Em ano de pandemia, PIM fatura 14% a mais com R$ 111,6 bi e empregos caem 5%

Os empregos caíram, com 96,9 mil vagas diretas e indiretas. O balanço foi divulgado nesta segunda-feira, pela Suframa

Manaus – O Polo Industrial de Manaus (PIM) faturou R$ 119,68 bilhões, em 2020, alta de 14,2% sobre o ano anterior e o melhor resultado em seis anos. Em dólar, o montante somou US$ 22.81 bilhões, queda de 13,74%, diante da forte desvalorização do real. Já os empregos caíram 5,34% no ano da pandemia, com 96,9 mil vagas diretas e indiretas.

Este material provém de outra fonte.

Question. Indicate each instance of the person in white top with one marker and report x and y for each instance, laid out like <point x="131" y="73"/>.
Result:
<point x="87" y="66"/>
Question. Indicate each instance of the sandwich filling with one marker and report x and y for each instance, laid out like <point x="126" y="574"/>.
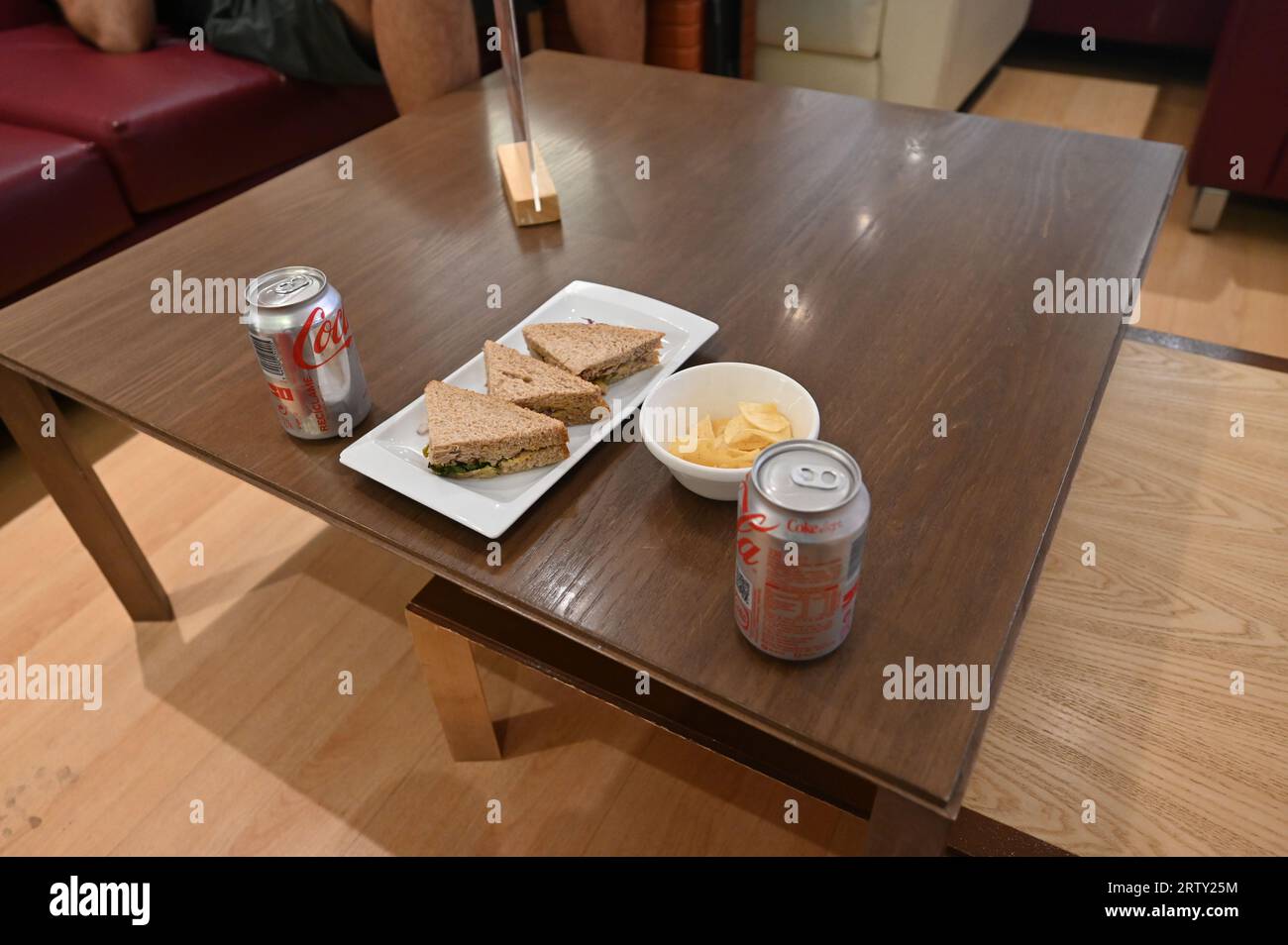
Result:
<point x="485" y="469"/>
<point x="626" y="368"/>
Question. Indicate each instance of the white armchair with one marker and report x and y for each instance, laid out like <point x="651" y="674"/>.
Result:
<point x="915" y="52"/>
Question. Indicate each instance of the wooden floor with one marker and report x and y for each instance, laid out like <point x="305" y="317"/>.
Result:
<point x="1120" y="686"/>
<point x="1229" y="286"/>
<point x="236" y="704"/>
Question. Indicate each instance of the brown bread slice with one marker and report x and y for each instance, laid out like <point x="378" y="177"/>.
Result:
<point x="539" y="386"/>
<point x="467" y="426"/>
<point x="595" y="352"/>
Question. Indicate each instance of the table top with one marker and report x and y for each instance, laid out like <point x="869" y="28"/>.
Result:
<point x="915" y="297"/>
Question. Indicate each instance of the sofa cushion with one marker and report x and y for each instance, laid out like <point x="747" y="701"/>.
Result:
<point x="842" y="27"/>
<point x="50" y="222"/>
<point x="171" y="121"/>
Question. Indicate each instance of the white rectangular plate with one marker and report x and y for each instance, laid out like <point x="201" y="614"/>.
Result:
<point x="391" y="452"/>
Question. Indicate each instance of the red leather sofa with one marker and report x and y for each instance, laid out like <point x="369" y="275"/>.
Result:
<point x="1245" y="114"/>
<point x="99" y="151"/>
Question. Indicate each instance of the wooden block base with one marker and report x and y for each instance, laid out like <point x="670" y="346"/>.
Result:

O balanço foi divulgado nesta segunda-feira, 15, pela Superintendência da Zona Franca de Manaus (Suframa).

De acordo com os Indicadores Industrias da Suframa, os segmentos Eletroeletrônico (faturamento de R$ 29,47 bilhões e crescimento de 7,42%) e Bens de Informática do Polo Eletroeletrônico (faturamento de R$ 31,37 bilhões e crescimento de 14,42%) foram os maiores responsáveis pelo bom desempenho do PIM no período. Os dois polos detêm a maior parcela de contribuição no faturamento global do PIM, com participações de 24,63% e 26,25%, respectivamente.

Outros segmentos que também se destacaram foram os subsetores Químico (faturamento de R$ 10,02 bilhões e crescimento de 6,39%), Metalúrgico (faturamento de R$ 9,65 bilhões e crescimento de 19,77%), Termoplástico (faturamento de R$ 8,81 bilhões e crescimento de 28,02%), Mecânico (faturamento de R$ 7,88 bilhões e crescimento de 19,33%) e de Isqueiros, Canetas e Barbeadores Descartáveis (faturamento de R$ 2,4 bilhões e crescimento de 2,89%).

O Polo Industrial de Manaus (PIM) faturou R$ 119,68 bilhões, em 2020 (Foto: Sandro Pereira)

De acordo com o superintendente da Suframa, Algacir Polsin, o Polo conseguiu superar as imensas dificuldades ocasionadas pela pandemia, particularmente no primeiro semestre, e fechar o ano com seus melhores resultados de empregos e faturamento dos últimos anos.

Polsin comentou, ainda, a publicação, no último 10 de março, dos dados da Pesquisa Industrial Mensal de Produção Física (PIM-PF) do Instituto Brasileiro de Geografia e Estatísica (IBGE), que apontaram queda na produção física da indústria amazonense em janeiro de 2021. “Embora precisemos analisar ainda mais profundamente esses indicadores, verificamos que setores como os de fabricação de bebidas e de produtos de borracha e material plástico, os quais fazem parte da indústria incentiva da Zona Franca de Manaus, foram destaques de crescimento na produção, da ordem de 10,1% e 15,7%, respectivamente”, disse

Produtos

Entre os produtos que tiveram aquecimento das linhas em 2020, destacam-se, principalmente, os telefones celulares, cuja fabricação de 14,6 milhões de unidades representou crescimento de 2,6% na comparação com o volume fabricado no período de janeiro a dezembro de 2019. Condicionadores de ar do tipo split system, com 5,2 milhões fabricados e crescimento de 7,93%, e condicionadores de ar de janela, com 452,8 mil itens e crescimento de 6,49%, também tiveram bom desempenho de produção.

Outros produtos que se destacaram no período incluíram rádios e aparelhos reprodutores e gravadores de áudio (Mp3/mp4 e toca disco digital a laser), com 394,3 mil unidades e crescimento de 11,47%; home theaters, com 62,4 mil e crescimento de 81,55%; microcomputadores portáteis, com 673,2 mil unidades fabricadas e crescimento de 78,44%; aparelhos de barbear, com 1,8 milhão e crescimento de 16,50%; e discos digitais a laser gravado (blu-rays, com 9 milhões e crescimento de 109,84%.

O produto com maior crescimento de produção no ano de 2020 foi o tablet PC, com pouco mais de 1 milhão de unidades fabricadas e aumento de 126,31%.

Empregos

O PIM registrou, em dezembro de 2020, o total de 96.934 trabalhadores, entre efetivos, temporários e terceirizados, o que representa uma queda de 5,34% ante novembro de 2020 (102.407 trabalhadores), mas um crescimento de 5,91% na comparação com dezembro de 2019 (91.520 trabalhadores). Com os resultados contabilizados ao final de dezembro, o PIM fechou 2020 com uma média mensal de 94.046 empregos, o que representa sua melhor média mensal de mão de obra empregada dos últimos cinco anos.